Format auto-detect — sniff the ADLS path (.geojson / .parquet + geo metadata / .shp quad / .kml / .kmz / .gpx) and label the dataset accordingly
Feature count + bbox — backend computes feature count and bbox from a head-scan of the file (GeoJSON streaming parse / Parquet metadata)
Geometry type histogram — surface "12,431 Point · 84 Polygon · 0 LineString" with badges
Property schema panel — list properties with type inference + sample values (first 10 features)
Sample feature inspector — paginated grid of N features with properties JSON + a mini Azure Maps preview of the geometry
SRID display + reproject action — read the SRID from prj (Shapefile) or crs (GeoJSON) or geo block (GeoParquet); offer "Reproject to 4326" that runs geo-pipeline
Conversion tool — convert Shapefile or KML → GeoJSON or GeoParquet via a one-click Synapse Spark job
Validation report — flag invalid geometries (self-intersection, wrong ring order, NaN coords); offer "Fix with geo_polygon_simplify" action
Link to geo-map — quick action "Open in map" creates or attaches to a sibling geo-map item
Creator dataset mode — when the dataset is a Maps Creator IMDF dataset, swap the inspector for the facility/level/unit tree

Backend mapping¶

Loom surface	Real Azure call
Sniff format	ADLS REST `HEAD /containers/{c}/path/{p}` + `GET ?range=0-65535` for magic bytes
Feature count + bbox (GeoJSON)	Streaming parse via `azure-storage-file-datalake` Python SDK + `ijson`
Feature count + bbox (GeoParquet)	`pyarrow.parquet.read_metadata` → `geo` field block + `num_rows`
Schema + sample	Synapse Serverless `OPENROWSET BULK '<adls-https>' FORMAT='PARQUET' TOP 10` (Parquet) or Spark `read.json` for GeoJSON
Convert Shapefile → GeoJSON	Synapse Spark job using `geopandas` + `fiona`, output written back to ADLS
Reproject	Spark `geopandas.to_crs(4326)` or Databricks `st_transform(geom, 4326)`
Creator dataset tree	ARM `GET .../creators/{c}/datasets/{d}/featurestatesets` + WFS `GET .../wfs/datasets/{d}/collections`

Required Azure resources¶

ADLS Gen2 container at geo/datasets/<id>/ (one folder per dataset; reuses existing Loom lakehouse storage)
Synapse Serverless SQL pool (already deployed) for OPENROWSET preview
Synapse Spark pool (already deployed) for conversion + reprojection jobs
(optional) Microsoft.Maps/accounts/creators for Creator dataset mode
Role: managed identity needs Storage Blob Data Contributor on the container

Build plan¶

Phase	Work
Backend	New `/api/items/geo-dataset/[id]/inspect` → format sniff + feature count + bbox + geometry type histogram.

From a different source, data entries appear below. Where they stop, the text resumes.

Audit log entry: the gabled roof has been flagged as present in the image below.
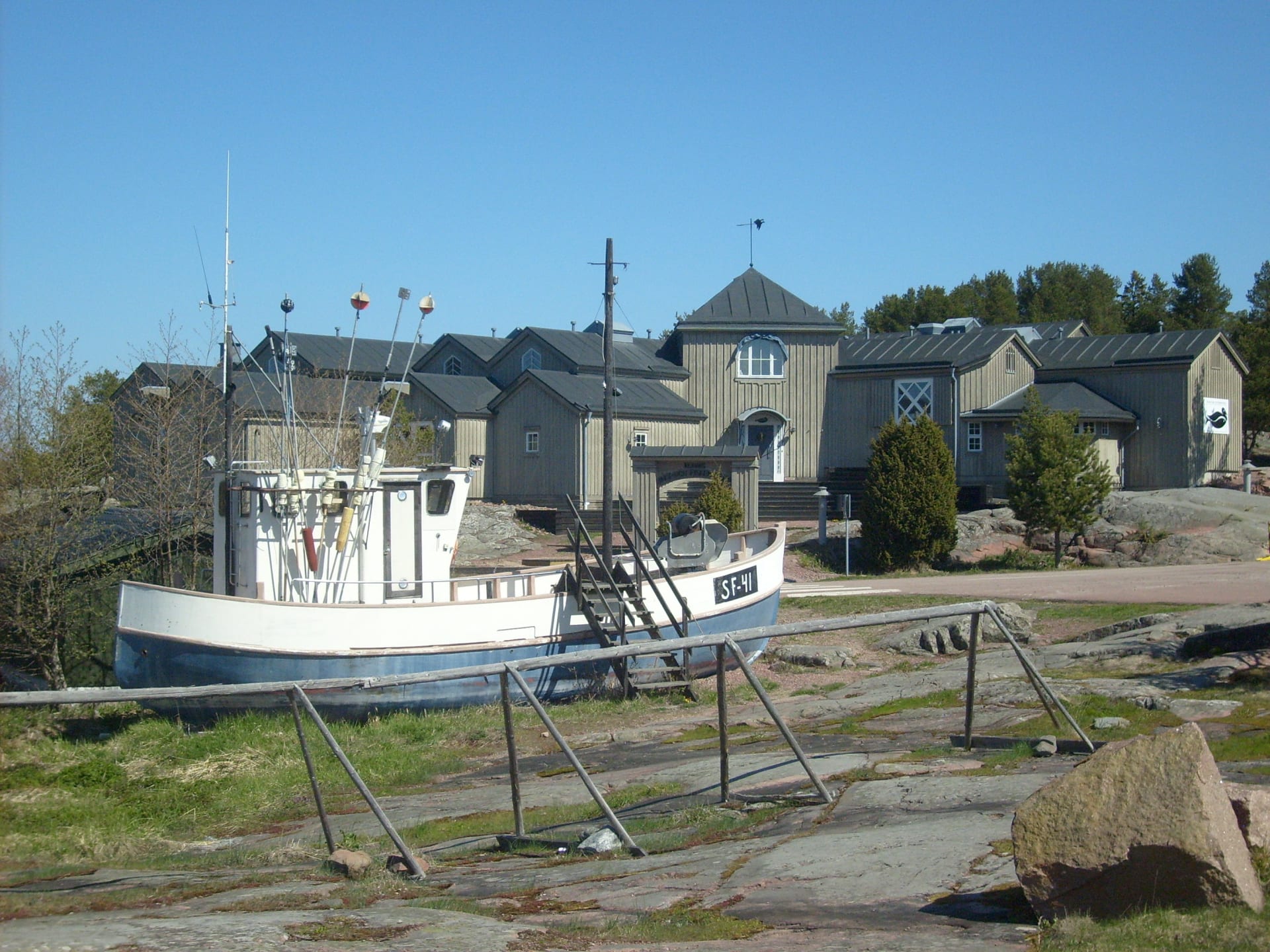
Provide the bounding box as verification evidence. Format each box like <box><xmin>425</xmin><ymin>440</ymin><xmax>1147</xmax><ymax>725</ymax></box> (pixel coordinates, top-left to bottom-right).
<box><xmin>1033</xmin><ymin>329</ymin><xmax>1248</xmax><ymax>373</ymax></box>
<box><xmin>961</xmin><ymin>382</ymin><xmax>1138</xmax><ymax>421</ymax></box>
<box><xmin>251</xmin><ymin>327</ymin><xmax>428</xmax><ymax>379</ymax></box>
<box><xmin>834</xmin><ymin>330</ymin><xmax>1039</xmax><ymax>372</ymax></box>
<box><xmin>407</xmin><ymin>373</ymin><xmax>500</xmax><ymax>416</ymax></box>
<box><xmin>414</xmin><ymin>334</ymin><xmax>507</xmax><ymax>367</ymax></box>
<box><xmin>678</xmin><ymin>268</ymin><xmax>839</xmax><ymax>330</ymax></box>
<box><xmin>512</xmin><ymin>327</ymin><xmax>689</xmax><ymax>379</ymax></box>
<box><xmin>490</xmin><ymin>371</ymin><xmax>706</xmax><ymax>420</ymax></box>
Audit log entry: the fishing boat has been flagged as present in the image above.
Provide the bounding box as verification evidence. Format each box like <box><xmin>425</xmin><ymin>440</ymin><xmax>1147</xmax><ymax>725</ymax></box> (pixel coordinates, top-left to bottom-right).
<box><xmin>114</xmin><ymin>271</ymin><xmax>785</xmax><ymax>719</ymax></box>
<box><xmin>114</xmin><ymin>466</ymin><xmax>785</xmax><ymax>719</ymax></box>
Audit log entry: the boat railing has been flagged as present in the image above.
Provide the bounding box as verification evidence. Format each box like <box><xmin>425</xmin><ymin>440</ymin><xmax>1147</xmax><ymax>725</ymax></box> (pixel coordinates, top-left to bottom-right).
<box><xmin>617</xmin><ymin>495</ymin><xmax>692</xmax><ymax>639</ymax></box>
<box><xmin>291</xmin><ymin>569</ymin><xmax>560</xmax><ymax>604</ymax></box>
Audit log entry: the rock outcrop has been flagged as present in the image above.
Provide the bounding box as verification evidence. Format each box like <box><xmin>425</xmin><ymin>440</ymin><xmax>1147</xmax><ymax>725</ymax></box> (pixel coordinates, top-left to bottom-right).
<box><xmin>1012</xmin><ymin>723</ymin><xmax>1265</xmax><ymax>919</ymax></box>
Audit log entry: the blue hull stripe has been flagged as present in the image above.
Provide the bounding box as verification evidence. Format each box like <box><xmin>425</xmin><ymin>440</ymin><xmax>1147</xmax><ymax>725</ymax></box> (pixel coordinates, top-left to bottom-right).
<box><xmin>114</xmin><ymin>592</ymin><xmax>780</xmax><ymax>719</ymax></box>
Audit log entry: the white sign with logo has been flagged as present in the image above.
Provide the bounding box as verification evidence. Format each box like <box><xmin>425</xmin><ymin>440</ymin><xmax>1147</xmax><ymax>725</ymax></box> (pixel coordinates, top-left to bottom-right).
<box><xmin>1204</xmin><ymin>397</ymin><xmax>1230</xmax><ymax>433</ymax></box>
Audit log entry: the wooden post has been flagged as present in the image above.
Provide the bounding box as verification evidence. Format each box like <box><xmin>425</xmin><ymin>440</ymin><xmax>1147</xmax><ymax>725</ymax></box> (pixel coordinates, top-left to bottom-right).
<box><xmin>292</xmin><ymin>684</ymin><xmax>423</xmax><ymax>879</ymax></box>
<box><xmin>715</xmin><ymin>645</ymin><xmax>732</xmax><ymax>803</ymax></box>
<box><xmin>724</xmin><ymin>636</ymin><xmax>833</xmax><ymax>803</ymax></box>
<box><xmin>965</xmin><ymin>612</ymin><xmax>979</xmax><ymax>750</ymax></box>
<box><xmin>503</xmin><ymin>666</ymin><xmax>648</xmax><ymax>857</ymax></box>
<box><xmin>498</xmin><ymin>672</ymin><xmax>525</xmax><ymax>836</ymax></box>
<box><xmin>287</xmin><ymin>690</ymin><xmax>335</xmax><ymax>853</ymax></box>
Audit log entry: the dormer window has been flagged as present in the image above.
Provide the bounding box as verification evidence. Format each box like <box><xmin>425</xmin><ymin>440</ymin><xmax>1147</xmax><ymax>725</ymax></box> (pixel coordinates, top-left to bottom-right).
<box><xmin>737</xmin><ymin>334</ymin><xmax>786</xmax><ymax>378</ymax></box>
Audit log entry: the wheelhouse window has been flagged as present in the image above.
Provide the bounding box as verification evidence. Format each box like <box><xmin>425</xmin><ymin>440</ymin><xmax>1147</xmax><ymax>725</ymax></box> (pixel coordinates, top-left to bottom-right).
<box><xmin>896</xmin><ymin>377</ymin><xmax>935</xmax><ymax>422</ymax></box>
<box><xmin>737</xmin><ymin>337</ymin><xmax>785</xmax><ymax>377</ymax></box>
<box><xmin>425</xmin><ymin>480</ymin><xmax>454</xmax><ymax>516</ymax></box>
<box><xmin>965</xmin><ymin>422</ymin><xmax>983</xmax><ymax>453</ymax></box>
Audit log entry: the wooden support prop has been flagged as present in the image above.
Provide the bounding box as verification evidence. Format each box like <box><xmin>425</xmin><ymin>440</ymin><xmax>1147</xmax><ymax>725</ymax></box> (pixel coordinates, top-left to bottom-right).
<box><xmin>965</xmin><ymin>612</ymin><xmax>980</xmax><ymax>750</ymax></box>
<box><xmin>504</xmin><ymin>665</ymin><xmax>648</xmax><ymax>857</ymax></box>
<box><xmin>291</xmin><ymin>684</ymin><xmax>423</xmax><ymax>879</ymax></box>
<box><xmin>498</xmin><ymin>672</ymin><xmax>525</xmax><ymax>836</ymax></box>
<box><xmin>984</xmin><ymin>602</ymin><xmax>1096</xmax><ymax>754</ymax></box>
<box><xmin>287</xmin><ymin>690</ymin><xmax>335</xmax><ymax>853</ymax></box>
<box><xmin>715</xmin><ymin>645</ymin><xmax>730</xmax><ymax>803</ymax></box>
<box><xmin>724</xmin><ymin>637</ymin><xmax>833</xmax><ymax>803</ymax></box>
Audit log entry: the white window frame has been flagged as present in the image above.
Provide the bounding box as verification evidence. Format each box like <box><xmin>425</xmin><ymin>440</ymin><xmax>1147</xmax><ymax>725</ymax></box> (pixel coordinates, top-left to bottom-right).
<box><xmin>894</xmin><ymin>377</ymin><xmax>935</xmax><ymax>422</ymax></box>
<box><xmin>965</xmin><ymin>420</ymin><xmax>983</xmax><ymax>453</ymax></box>
<box><xmin>737</xmin><ymin>338</ymin><xmax>785</xmax><ymax>379</ymax></box>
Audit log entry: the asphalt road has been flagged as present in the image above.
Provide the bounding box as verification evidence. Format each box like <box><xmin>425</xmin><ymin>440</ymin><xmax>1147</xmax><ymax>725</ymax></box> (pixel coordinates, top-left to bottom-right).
<box><xmin>781</xmin><ymin>561</ymin><xmax>1270</xmax><ymax>604</ymax></box>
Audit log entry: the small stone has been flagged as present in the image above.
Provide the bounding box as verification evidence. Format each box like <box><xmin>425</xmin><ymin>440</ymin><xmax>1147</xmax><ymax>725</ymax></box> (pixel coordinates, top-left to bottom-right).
<box><xmin>1033</xmin><ymin>734</ymin><xmax>1058</xmax><ymax>756</ymax></box>
<box><xmin>1093</xmin><ymin>717</ymin><xmax>1130</xmax><ymax>731</ymax></box>
<box><xmin>326</xmin><ymin>849</ymin><xmax>374</xmax><ymax>880</ymax></box>
<box><xmin>578</xmin><ymin>826</ymin><xmax>622</xmax><ymax>855</ymax></box>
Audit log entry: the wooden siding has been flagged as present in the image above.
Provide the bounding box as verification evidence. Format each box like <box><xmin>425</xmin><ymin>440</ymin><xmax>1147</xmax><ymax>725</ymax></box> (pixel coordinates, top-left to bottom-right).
<box><xmin>1037</xmin><ymin>364</ymin><xmax>1193</xmax><ymax>490</ymax></box>
<box><xmin>677</xmin><ymin>330</ymin><xmax>841</xmax><ymax>480</ymax></box>
<box><xmin>958</xmin><ymin>341</ymin><xmax>1037</xmax><ymax>416</ymax></box>
<box><xmin>1186</xmin><ymin>340</ymin><xmax>1244</xmax><ymax>484</ymax></box>
<box><xmin>820</xmin><ymin>368</ymin><xmax>965</xmax><ymax>468</ymax></box>
<box><xmin>485</xmin><ymin>383</ymin><xmax>579</xmax><ymax>505</ymax></box>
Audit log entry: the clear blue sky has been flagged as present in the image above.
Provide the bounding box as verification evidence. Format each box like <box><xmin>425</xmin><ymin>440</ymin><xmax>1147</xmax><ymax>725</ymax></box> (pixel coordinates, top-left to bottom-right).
<box><xmin>0</xmin><ymin>0</ymin><xmax>1270</xmax><ymax>370</ymax></box>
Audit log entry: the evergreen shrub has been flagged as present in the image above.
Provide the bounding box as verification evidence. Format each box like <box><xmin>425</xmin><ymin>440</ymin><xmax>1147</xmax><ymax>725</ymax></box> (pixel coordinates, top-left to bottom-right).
<box><xmin>861</xmin><ymin>416</ymin><xmax>956</xmax><ymax>571</ymax></box>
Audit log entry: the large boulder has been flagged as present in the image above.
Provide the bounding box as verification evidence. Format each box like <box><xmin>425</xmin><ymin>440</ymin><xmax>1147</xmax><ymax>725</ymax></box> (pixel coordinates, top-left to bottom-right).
<box><xmin>1012</xmin><ymin>723</ymin><xmax>1265</xmax><ymax>919</ymax></box>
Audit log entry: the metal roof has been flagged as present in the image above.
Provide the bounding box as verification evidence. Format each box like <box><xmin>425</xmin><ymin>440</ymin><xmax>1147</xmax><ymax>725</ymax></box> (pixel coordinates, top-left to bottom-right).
<box><xmin>678</xmin><ymin>268</ymin><xmax>838</xmax><ymax>330</ymax></box>
<box><xmin>834</xmin><ymin>330</ymin><xmax>1038</xmax><ymax>372</ymax></box>
<box><xmin>490</xmin><ymin>371</ymin><xmax>706</xmax><ymax>420</ymax></box>
<box><xmin>513</xmin><ymin>327</ymin><xmax>689</xmax><ymax>379</ymax></box>
<box><xmin>628</xmin><ymin>443</ymin><xmax>758</xmax><ymax>459</ymax></box>
<box><xmin>406</xmin><ymin>373</ymin><xmax>501</xmax><ymax>416</ymax></box>
<box><xmin>1033</xmin><ymin>329</ymin><xmax>1247</xmax><ymax>372</ymax></box>
<box><xmin>961</xmin><ymin>382</ymin><xmax>1138</xmax><ymax>421</ymax></box>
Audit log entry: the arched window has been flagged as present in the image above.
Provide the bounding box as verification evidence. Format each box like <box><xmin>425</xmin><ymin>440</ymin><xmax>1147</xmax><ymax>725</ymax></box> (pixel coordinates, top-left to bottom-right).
<box><xmin>737</xmin><ymin>334</ymin><xmax>786</xmax><ymax>377</ymax></box>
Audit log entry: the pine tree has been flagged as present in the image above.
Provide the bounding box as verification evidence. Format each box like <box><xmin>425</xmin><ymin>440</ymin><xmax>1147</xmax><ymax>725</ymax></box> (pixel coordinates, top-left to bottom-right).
<box><xmin>1006</xmin><ymin>389</ymin><xmax>1111</xmax><ymax>566</ymax></box>
<box><xmin>861</xmin><ymin>416</ymin><xmax>956</xmax><ymax>571</ymax></box>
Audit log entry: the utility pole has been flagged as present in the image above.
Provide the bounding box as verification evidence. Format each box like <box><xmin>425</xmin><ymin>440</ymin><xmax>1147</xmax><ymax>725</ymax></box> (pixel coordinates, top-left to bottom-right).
<box><xmin>601</xmin><ymin>239</ymin><xmax>617</xmax><ymax>569</ymax></box>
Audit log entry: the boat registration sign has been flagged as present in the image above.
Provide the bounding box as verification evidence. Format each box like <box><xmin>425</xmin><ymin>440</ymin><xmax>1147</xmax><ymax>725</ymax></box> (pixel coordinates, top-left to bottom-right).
<box><xmin>715</xmin><ymin>565</ymin><xmax>758</xmax><ymax>604</ymax></box>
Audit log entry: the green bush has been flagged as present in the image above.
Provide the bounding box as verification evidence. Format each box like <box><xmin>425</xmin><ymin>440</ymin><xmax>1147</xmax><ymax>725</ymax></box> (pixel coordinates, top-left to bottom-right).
<box><xmin>860</xmin><ymin>416</ymin><xmax>956</xmax><ymax>571</ymax></box>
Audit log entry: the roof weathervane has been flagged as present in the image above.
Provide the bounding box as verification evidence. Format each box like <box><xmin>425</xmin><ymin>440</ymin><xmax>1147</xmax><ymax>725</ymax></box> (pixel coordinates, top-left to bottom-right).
<box><xmin>737</xmin><ymin>218</ymin><xmax>766</xmax><ymax>268</ymax></box>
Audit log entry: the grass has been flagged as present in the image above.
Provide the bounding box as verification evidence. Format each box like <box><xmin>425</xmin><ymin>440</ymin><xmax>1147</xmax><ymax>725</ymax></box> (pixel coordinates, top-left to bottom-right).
<box><xmin>1034</xmin><ymin>909</ymin><xmax>1270</xmax><ymax>952</ymax></box>
<box><xmin>999</xmin><ymin>694</ymin><xmax>1183</xmax><ymax>740</ymax></box>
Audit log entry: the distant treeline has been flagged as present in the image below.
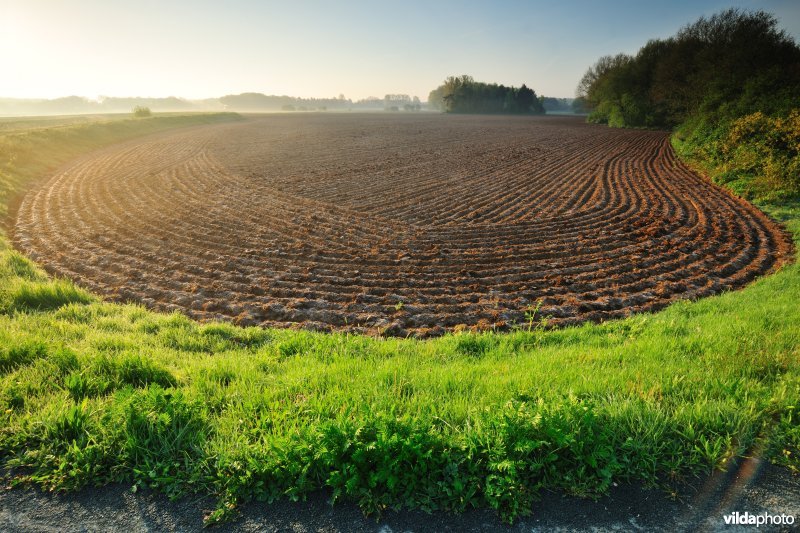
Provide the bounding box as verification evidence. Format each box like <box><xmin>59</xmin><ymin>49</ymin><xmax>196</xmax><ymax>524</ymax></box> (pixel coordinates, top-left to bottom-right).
<box><xmin>0</xmin><ymin>93</ymin><xmax>423</xmax><ymax>116</ymax></box>
<box><xmin>428</xmin><ymin>75</ymin><xmax>544</xmax><ymax>115</ymax></box>
<box><xmin>576</xmin><ymin>9</ymin><xmax>800</xmax><ymax>198</ymax></box>
<box><xmin>577</xmin><ymin>9</ymin><xmax>800</xmax><ymax>127</ymax></box>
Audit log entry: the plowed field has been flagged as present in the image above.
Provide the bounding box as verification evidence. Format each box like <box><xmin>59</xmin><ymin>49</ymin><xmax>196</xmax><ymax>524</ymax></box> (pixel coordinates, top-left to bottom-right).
<box><xmin>14</xmin><ymin>114</ymin><xmax>791</xmax><ymax>336</ymax></box>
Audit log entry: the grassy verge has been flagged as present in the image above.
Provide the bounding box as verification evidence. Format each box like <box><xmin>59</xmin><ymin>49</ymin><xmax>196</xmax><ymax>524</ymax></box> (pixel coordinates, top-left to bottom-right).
<box><xmin>0</xmin><ymin>113</ymin><xmax>800</xmax><ymax>520</ymax></box>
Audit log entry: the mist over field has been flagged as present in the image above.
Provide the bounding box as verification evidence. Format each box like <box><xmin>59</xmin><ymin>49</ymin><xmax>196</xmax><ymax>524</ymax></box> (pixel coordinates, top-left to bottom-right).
<box><xmin>0</xmin><ymin>0</ymin><xmax>800</xmax><ymax>532</ymax></box>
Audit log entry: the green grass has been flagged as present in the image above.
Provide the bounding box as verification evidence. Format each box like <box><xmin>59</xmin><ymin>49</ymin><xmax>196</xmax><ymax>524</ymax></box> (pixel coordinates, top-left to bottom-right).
<box><xmin>0</xmin><ymin>113</ymin><xmax>800</xmax><ymax>520</ymax></box>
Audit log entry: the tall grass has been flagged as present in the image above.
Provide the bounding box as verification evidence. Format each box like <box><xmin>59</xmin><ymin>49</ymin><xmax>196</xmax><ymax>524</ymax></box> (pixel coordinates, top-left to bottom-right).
<box><xmin>0</xmin><ymin>114</ymin><xmax>800</xmax><ymax>520</ymax></box>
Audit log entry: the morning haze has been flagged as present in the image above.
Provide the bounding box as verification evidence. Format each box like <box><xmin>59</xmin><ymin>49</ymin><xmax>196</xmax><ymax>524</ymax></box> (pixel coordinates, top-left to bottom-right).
<box><xmin>0</xmin><ymin>0</ymin><xmax>800</xmax><ymax>112</ymax></box>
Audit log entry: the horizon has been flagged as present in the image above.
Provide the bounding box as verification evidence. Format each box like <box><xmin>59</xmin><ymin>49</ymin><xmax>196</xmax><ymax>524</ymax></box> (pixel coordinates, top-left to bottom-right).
<box><xmin>0</xmin><ymin>0</ymin><xmax>800</xmax><ymax>102</ymax></box>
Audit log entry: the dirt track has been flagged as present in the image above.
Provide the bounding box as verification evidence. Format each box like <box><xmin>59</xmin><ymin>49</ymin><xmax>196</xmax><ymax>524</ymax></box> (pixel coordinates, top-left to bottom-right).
<box><xmin>14</xmin><ymin>114</ymin><xmax>791</xmax><ymax>336</ymax></box>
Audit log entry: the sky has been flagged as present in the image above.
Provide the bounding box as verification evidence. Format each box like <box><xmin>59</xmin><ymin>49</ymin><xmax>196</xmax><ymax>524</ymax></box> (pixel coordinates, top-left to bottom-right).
<box><xmin>0</xmin><ymin>0</ymin><xmax>800</xmax><ymax>100</ymax></box>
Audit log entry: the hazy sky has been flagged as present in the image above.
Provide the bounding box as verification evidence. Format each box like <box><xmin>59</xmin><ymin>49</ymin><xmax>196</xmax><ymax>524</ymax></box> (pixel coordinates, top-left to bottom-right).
<box><xmin>0</xmin><ymin>0</ymin><xmax>800</xmax><ymax>100</ymax></box>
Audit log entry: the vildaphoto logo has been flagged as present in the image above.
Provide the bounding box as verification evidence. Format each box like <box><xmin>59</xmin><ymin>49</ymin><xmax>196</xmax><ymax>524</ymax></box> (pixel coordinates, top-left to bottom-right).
<box><xmin>722</xmin><ymin>511</ymin><xmax>794</xmax><ymax>527</ymax></box>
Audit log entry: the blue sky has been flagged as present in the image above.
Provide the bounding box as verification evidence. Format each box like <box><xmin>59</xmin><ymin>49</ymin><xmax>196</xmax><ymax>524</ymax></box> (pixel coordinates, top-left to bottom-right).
<box><xmin>0</xmin><ymin>0</ymin><xmax>800</xmax><ymax>100</ymax></box>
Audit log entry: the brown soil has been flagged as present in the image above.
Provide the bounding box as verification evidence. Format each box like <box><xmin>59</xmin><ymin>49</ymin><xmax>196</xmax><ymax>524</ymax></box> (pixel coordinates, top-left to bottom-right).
<box><xmin>13</xmin><ymin>114</ymin><xmax>792</xmax><ymax>336</ymax></box>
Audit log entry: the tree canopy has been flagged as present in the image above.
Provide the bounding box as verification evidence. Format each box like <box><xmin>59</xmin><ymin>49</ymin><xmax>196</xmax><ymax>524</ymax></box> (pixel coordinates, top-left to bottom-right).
<box><xmin>577</xmin><ymin>9</ymin><xmax>800</xmax><ymax>127</ymax></box>
<box><xmin>428</xmin><ymin>74</ymin><xmax>544</xmax><ymax>115</ymax></box>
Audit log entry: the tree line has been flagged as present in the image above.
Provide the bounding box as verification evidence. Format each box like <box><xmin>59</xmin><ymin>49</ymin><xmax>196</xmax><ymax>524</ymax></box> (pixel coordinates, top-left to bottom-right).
<box><xmin>428</xmin><ymin>74</ymin><xmax>544</xmax><ymax>115</ymax></box>
<box><xmin>577</xmin><ymin>9</ymin><xmax>800</xmax><ymax>127</ymax></box>
<box><xmin>573</xmin><ymin>9</ymin><xmax>800</xmax><ymax>199</ymax></box>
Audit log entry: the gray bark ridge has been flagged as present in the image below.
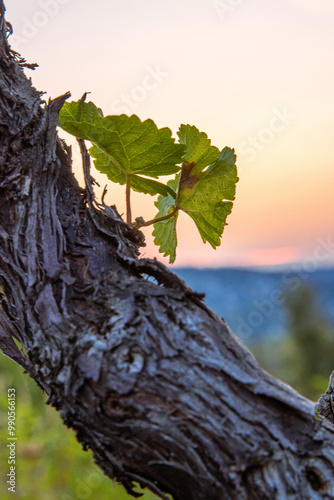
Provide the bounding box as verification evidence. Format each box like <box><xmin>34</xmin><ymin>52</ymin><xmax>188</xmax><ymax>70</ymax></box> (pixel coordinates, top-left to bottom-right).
<box><xmin>0</xmin><ymin>0</ymin><xmax>334</xmax><ymax>500</ymax></box>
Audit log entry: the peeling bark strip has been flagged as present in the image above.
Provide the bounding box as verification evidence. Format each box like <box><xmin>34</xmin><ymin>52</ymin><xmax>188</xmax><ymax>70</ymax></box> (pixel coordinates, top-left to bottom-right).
<box><xmin>0</xmin><ymin>0</ymin><xmax>334</xmax><ymax>500</ymax></box>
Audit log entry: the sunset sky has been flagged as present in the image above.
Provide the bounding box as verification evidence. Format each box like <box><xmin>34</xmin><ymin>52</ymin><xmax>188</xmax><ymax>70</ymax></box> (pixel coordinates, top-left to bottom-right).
<box><xmin>6</xmin><ymin>0</ymin><xmax>334</xmax><ymax>268</ymax></box>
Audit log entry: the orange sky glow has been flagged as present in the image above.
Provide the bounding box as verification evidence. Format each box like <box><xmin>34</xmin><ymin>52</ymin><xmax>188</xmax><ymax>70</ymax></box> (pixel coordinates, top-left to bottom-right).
<box><xmin>7</xmin><ymin>0</ymin><xmax>334</xmax><ymax>267</ymax></box>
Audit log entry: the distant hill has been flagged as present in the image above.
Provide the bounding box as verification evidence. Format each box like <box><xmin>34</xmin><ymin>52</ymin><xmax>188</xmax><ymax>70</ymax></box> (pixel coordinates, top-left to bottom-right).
<box><xmin>174</xmin><ymin>268</ymin><xmax>334</xmax><ymax>343</ymax></box>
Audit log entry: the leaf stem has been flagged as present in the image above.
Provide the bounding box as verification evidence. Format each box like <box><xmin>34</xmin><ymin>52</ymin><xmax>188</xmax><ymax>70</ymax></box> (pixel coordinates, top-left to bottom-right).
<box><xmin>125</xmin><ymin>174</ymin><xmax>132</xmax><ymax>224</ymax></box>
<box><xmin>133</xmin><ymin>207</ymin><xmax>179</xmax><ymax>229</ymax></box>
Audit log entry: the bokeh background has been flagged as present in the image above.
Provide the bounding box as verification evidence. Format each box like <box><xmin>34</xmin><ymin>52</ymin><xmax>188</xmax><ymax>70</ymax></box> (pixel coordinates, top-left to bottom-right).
<box><xmin>0</xmin><ymin>0</ymin><xmax>334</xmax><ymax>500</ymax></box>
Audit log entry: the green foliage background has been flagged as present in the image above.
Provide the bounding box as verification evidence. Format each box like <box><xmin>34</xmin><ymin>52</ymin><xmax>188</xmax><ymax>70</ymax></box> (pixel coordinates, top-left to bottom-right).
<box><xmin>0</xmin><ymin>353</ymin><xmax>158</xmax><ymax>500</ymax></box>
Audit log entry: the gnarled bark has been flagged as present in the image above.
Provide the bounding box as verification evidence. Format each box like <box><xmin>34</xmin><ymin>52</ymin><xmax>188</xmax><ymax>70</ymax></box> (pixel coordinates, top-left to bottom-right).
<box><xmin>0</xmin><ymin>0</ymin><xmax>334</xmax><ymax>500</ymax></box>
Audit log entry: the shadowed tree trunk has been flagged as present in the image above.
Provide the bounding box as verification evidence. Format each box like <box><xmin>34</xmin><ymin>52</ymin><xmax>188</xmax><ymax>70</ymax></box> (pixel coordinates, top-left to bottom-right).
<box><xmin>0</xmin><ymin>0</ymin><xmax>334</xmax><ymax>500</ymax></box>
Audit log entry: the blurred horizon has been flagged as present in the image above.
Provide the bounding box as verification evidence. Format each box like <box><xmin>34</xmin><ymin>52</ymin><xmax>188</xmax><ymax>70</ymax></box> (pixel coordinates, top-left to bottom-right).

New `/api/items/geo-dataset/[id]/schema` → property schema + sample 10 features. New `/api/items/geo-dataset/[id]/convert` (POST) → submits a Synapse Spark job to convert Shapefile/KML → GeoJSON/GeoParquet. New `/api/items/geo-dataset/[id]/reproject` (POST) → runs `geo-pipeline` instance to reproject.
Frontend	Replace stub form with: format badge + feature count + bbox map preview at the top; tabs for `Schema` · `Sample features` · `Validation` · `Convert/Reproject`. Each row in the sample-features grid opens a side panel with the full property JSON and a mini Azure Maps preview.
Auto-pairing	On `geo-dataset` create from a `geo-map` "create new source", auto-set the path under `geo/maps/<mapId>/dataset/<datasetId>/` so the map can read it without extra config.

Estimated effort¶

1–2 focused sessions. Backend inspect + schema (session 1, mostly Python + Synapse), conversion/reprojection wiring + frontend grid (session 2).